- Born: Wanda Heitzman December 20, 1900 Tarnów
- Died: November 30, 1978 (aged 77) Toruń
- Education: Jagiellonian University
- Known for: mycorrhiza; phytopathology; popular science books
- Spouse: Jan Wojciech Zabłocki
- Children: 0
- Scientific career
- Workplaces: Jagiellonian University; Nicolaus Copernicus University
- Thesis: Untersuchungen über die Mykorrhiza bei der Gattung Viola (1925 (PhD) and 1954 (habilitation))
- Doctoral advisor: Władysław Szjnocha

= Wanda Zabłocka =

Polish botanist, phytopathologist, mycologist

Wanda Zabłocka (December 20, 1900 in Tarnów – November 30, 1978 in Toruń) was a Polish botanist, phytopathologist and mycologist. She was a professor at Nicolaus Copernicus University in Toruń (1954–1970). Zabłocka was the author of mycology and phytopathology works, including mycorrhiza of Viola (1935, 1936). She is also the author of several books about fungi for the general public.

==Career==
Zabłocka started doctoral studies at the Jagiellonian University, Kraków supervised by Władysław Szjnocha (maybe geologist Władysław Szajnocha) while teaching in the State Gymnasium for Girls for financial support. In 1925 she was awarded her doctorate. She was then employed as a senior assistant in the Department of Botany of the Faculty of Agriculture and supervised laboratory classes. Later, she visited the Institute of Botany and the Natural History Museum in Vienna and the Natural History Museum in Paris to further her research. In the mide-1930s she published on mycorrhizal fungi that formed symbiotic relationships with the plant genus Viola.
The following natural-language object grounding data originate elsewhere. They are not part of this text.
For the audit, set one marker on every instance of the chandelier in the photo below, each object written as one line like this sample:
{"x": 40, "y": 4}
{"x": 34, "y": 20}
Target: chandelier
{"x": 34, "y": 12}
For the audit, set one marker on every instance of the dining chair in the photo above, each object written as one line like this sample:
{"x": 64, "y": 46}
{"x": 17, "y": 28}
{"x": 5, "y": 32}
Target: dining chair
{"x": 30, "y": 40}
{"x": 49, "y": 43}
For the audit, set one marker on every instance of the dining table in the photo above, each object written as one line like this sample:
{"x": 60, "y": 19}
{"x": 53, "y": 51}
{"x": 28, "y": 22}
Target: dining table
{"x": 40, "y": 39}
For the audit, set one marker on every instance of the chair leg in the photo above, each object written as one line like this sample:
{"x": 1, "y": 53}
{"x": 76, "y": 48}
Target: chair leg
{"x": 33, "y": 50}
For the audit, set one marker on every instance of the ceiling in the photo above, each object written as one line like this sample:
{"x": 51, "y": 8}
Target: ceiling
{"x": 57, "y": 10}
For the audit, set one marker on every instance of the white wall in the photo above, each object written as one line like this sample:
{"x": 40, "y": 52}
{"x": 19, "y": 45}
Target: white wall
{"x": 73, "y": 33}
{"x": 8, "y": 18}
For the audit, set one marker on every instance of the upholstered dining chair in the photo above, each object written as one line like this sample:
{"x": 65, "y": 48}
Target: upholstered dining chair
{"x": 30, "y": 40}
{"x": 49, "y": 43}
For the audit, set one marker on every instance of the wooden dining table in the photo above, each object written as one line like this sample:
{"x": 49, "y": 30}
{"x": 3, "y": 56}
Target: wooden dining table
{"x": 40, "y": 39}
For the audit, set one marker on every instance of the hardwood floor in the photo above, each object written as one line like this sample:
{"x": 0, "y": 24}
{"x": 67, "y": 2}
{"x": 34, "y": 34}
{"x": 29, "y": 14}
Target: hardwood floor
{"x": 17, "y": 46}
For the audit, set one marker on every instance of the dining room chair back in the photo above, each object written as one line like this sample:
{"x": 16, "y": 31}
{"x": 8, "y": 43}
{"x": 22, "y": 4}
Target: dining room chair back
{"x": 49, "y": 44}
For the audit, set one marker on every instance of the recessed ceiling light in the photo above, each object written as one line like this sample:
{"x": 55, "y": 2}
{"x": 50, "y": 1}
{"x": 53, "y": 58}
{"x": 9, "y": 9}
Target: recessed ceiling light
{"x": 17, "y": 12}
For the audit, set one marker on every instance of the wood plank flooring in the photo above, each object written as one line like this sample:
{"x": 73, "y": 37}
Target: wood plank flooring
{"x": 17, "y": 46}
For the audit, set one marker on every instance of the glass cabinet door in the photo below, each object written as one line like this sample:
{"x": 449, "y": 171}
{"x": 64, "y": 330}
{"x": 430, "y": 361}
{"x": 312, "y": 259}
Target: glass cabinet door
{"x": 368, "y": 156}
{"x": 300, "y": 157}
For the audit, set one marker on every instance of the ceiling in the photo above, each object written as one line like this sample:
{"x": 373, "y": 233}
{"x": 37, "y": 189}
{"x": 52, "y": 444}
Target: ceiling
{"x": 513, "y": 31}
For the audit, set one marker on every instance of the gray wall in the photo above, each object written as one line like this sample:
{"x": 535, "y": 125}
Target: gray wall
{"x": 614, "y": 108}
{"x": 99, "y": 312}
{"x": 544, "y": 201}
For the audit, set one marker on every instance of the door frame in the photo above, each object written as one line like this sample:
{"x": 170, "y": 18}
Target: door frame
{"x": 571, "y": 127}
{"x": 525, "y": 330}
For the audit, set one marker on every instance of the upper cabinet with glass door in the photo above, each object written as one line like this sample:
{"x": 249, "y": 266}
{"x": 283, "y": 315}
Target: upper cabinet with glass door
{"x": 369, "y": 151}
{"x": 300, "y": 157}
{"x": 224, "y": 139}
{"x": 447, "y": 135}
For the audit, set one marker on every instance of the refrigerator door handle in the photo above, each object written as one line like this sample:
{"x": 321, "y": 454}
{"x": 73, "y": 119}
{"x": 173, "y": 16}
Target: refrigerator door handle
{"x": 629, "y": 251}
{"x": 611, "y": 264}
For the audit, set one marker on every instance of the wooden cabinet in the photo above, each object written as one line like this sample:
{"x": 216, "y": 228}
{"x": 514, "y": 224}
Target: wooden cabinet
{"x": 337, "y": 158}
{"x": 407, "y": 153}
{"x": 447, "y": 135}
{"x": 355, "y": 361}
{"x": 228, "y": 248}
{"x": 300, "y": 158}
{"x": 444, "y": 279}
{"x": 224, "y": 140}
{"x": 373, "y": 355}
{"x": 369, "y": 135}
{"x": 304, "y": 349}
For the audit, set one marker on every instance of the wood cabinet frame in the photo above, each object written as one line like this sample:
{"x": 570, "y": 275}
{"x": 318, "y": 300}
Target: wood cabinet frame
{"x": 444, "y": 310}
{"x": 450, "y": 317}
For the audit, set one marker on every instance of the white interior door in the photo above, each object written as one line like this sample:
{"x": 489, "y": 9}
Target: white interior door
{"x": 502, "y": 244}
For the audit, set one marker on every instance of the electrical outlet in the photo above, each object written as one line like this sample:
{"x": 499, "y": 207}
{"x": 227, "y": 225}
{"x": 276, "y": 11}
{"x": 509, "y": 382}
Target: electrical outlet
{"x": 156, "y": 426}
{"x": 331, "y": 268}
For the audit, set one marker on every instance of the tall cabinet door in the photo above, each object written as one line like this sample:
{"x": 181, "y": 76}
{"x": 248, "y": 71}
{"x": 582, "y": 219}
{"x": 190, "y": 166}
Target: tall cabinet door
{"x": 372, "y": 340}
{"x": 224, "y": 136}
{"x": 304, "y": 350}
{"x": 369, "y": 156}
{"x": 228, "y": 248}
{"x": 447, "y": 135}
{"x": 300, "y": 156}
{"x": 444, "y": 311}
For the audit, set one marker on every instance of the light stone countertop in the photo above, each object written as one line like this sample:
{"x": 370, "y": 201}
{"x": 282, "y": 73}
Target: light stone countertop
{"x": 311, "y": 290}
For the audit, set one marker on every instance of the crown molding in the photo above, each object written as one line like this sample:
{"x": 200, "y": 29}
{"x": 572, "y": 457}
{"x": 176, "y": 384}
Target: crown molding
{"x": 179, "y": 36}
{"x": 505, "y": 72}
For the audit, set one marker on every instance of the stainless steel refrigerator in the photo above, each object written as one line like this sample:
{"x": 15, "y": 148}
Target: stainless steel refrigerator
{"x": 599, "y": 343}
During the Second World War, she took an active part in securing and storing the property of the university.

In 1945, she defended her habilitation thesis on her mycorrhizal research and the following year moved to the Nicolaus Copernicus University in Toruń. She was involved in establishing the Department of General Botany and Department of Microbiology. She became Head of the Department of Mycology. She was promoted to professor in 1954. She retired in 1970.

She initiated the Phytopathology Laboratories at the Experimental Centre of Applied Biology in the village of Koniczynka.

Zabłocka specialized in mycology and phytopathology. Her most important research concerned Gasteromycetes, Hypholoma and mycorrhiza. She also made mycology more accessible to the public through publishing the first scientific guide to mushrooms in Polish (1949) and a book on parasitic fungi in 1950.

She collected specimens for the university's herbarium. Some remain at the Nicolaus Copernicus University while others have been transferred to the Herbarium of the University of Warsaw.

==Awards==
Zabłocka was awarded the Medal for Long Service, the Gold Cross of Merit, the Knight's Cross of the Order of Polonia Restituta and the Gold Badge of the Nicolaus Copernicus University.

==Early and personal life==
Wanda Heitzman was born December 20, 1900, in Tarnów in what was then the Kingdom of Galicia and Lodomeria in the Austro-Hungarian Empire. She attended secondary school in Kraków and in 1918 she passed the school-leaving examination with honours. She then took a one-year horticulture course at the Faculty of Agriculture of the Jagiellonian University in Kraków. She continued her studies and in 1923 graduated in natural science from the Faculty of Philosophy.

In September 1925 she married fellow botanist Jan Wojciech Zabłocki.